The Norman Potter magazine clipping that we already mentioned is a perfect example here. In an obvious sense: to be able to appreciate that those two images just happened to be printed front and back on the same leaf you need to see the original format. But, more importantly: because Potter had this saying about “no backs,” which I wrote about in the piece. It means that if you are going to have an opinion about something you have to be in its presence, to be able to see it from all angles. An image on screen can never substitute for that. That clipping being something that only reveals itself when you see it from the front and the back elevates its importance in any discussion about Potter. It’s a very economical representation of those ideas from the piece.

S: A presentation on a screen also tends to give things an archival feel and automatically fixes them in a linear sequence.

J: The collection is various. It includes artworks, design objects, and plain old unpretentious *things.* From the beginning, Dot Dot Dot was notoriously difficult to categorize in terms of disciplines and genres. Given that, it would be interesting to know *who* has participated in the educational situations that you’ve created with the collection. I assume that the context is always focused on art and design, but can you elaborate? 

S: I think that’s changed as the scope of the journals has changed. That first exhibition in Tallinn happened because Peter and I were there to do a week’s teaching in the graphic design department at EKA, so they were inevitably the main audience. Two years later we presented the collection at the Lyon Biennial, an international contemporary art biennial with a completely different crowd. 

When we first moved to Liverpool, we made a very public-facing installation of the collection at the Tate gallery. In that context it was really necessary to explain in the clearest possible terms both what The Serving Library is in general, then what the collection is in particular. To some extent, we had to try to stop the collection being seen as a bunch of artworks, but if you’re hanging things on the white walls of a major public museum that’s not easy! And then you quickly realise how convoluted the whole thing can start to sound: that this collection of objects started in relation to a graphic design journal, whose outlook gradually became broader … and then transitioned into this other form of publishing with a digital bias … and that along the way we amassed this collection of objects derived from the journals … which is actually intended as an educational space, and so on and so on.
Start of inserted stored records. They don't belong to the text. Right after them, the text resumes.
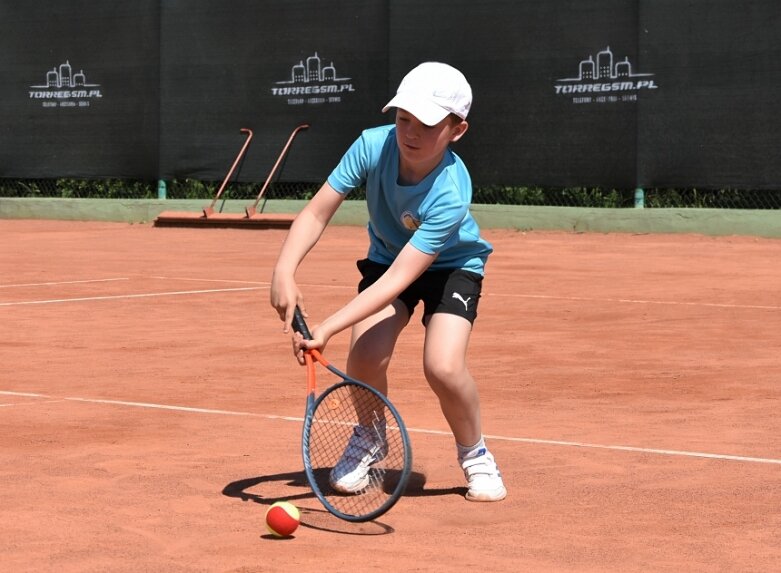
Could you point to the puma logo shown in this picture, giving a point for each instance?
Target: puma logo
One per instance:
(459, 297)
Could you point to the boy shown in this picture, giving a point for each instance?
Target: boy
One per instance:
(424, 246)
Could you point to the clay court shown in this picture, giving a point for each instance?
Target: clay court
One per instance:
(150, 406)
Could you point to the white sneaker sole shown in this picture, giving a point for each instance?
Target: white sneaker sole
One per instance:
(487, 496)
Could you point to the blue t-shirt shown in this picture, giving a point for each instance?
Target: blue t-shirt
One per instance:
(432, 215)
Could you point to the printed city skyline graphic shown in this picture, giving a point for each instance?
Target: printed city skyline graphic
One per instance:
(312, 71)
(62, 76)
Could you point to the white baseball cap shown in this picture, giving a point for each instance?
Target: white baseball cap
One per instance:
(431, 91)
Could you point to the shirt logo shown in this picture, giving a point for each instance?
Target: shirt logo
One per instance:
(409, 221)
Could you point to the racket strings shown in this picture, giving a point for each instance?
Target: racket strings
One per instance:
(354, 435)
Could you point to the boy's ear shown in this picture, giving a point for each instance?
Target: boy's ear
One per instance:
(459, 130)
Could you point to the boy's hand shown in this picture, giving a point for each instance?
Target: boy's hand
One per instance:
(284, 297)
(318, 341)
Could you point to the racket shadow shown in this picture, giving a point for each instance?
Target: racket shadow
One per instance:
(317, 517)
(312, 518)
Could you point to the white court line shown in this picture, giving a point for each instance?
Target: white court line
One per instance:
(618, 448)
(263, 285)
(31, 403)
(194, 279)
(129, 296)
(66, 282)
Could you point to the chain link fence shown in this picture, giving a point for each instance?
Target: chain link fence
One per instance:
(487, 195)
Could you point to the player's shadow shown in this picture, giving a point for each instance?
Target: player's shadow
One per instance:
(320, 518)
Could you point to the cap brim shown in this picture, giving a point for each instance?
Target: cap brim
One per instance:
(427, 112)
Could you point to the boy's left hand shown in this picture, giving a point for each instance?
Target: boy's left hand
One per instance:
(319, 340)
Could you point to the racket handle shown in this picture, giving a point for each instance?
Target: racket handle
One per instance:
(299, 324)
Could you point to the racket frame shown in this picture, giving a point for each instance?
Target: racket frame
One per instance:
(312, 356)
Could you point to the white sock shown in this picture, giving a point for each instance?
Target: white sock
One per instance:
(468, 451)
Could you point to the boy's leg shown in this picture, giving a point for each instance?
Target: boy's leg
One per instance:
(372, 344)
(444, 356)
(444, 364)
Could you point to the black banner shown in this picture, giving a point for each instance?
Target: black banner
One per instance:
(269, 67)
(714, 121)
(80, 94)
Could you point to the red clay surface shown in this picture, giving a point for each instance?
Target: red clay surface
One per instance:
(150, 406)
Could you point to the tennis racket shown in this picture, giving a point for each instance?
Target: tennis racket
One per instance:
(356, 450)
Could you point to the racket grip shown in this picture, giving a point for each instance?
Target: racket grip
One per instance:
(299, 324)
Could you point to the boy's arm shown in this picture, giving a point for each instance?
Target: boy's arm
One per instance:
(304, 233)
(408, 266)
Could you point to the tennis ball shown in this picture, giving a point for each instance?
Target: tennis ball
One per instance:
(282, 519)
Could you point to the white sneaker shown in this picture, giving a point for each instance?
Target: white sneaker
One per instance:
(483, 477)
(366, 447)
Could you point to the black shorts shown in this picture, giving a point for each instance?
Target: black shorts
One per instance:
(452, 291)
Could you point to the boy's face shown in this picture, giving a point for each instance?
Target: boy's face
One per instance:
(421, 145)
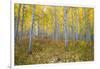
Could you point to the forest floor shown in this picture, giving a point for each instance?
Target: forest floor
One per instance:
(46, 51)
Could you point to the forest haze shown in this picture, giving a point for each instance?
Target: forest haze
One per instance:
(53, 34)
It sounds ridiculous: get to the point! But the whole project simply has a long, complex, open plan backstory, and precisely what’s compelling about being “curated by circumstance” is that it can’t be easily diluted into some short, concise summary. This is why the Serving Library can come across as obscure, or reticent, or insider-y, and another reason why I think it can only fully become itself in a context that has some longevity. It needs a committed group of readers, viewers and participants, ideally over a number of years, at one institution, in a single location. It’s a very slow-burning project. The danger is that people don’t stick around long enough to pay the requisite amount of attention to get it—whether on the website, in the pages of the journal, or in the space of an exhibition. And if they don’t, we’ve only got ourselves to blame.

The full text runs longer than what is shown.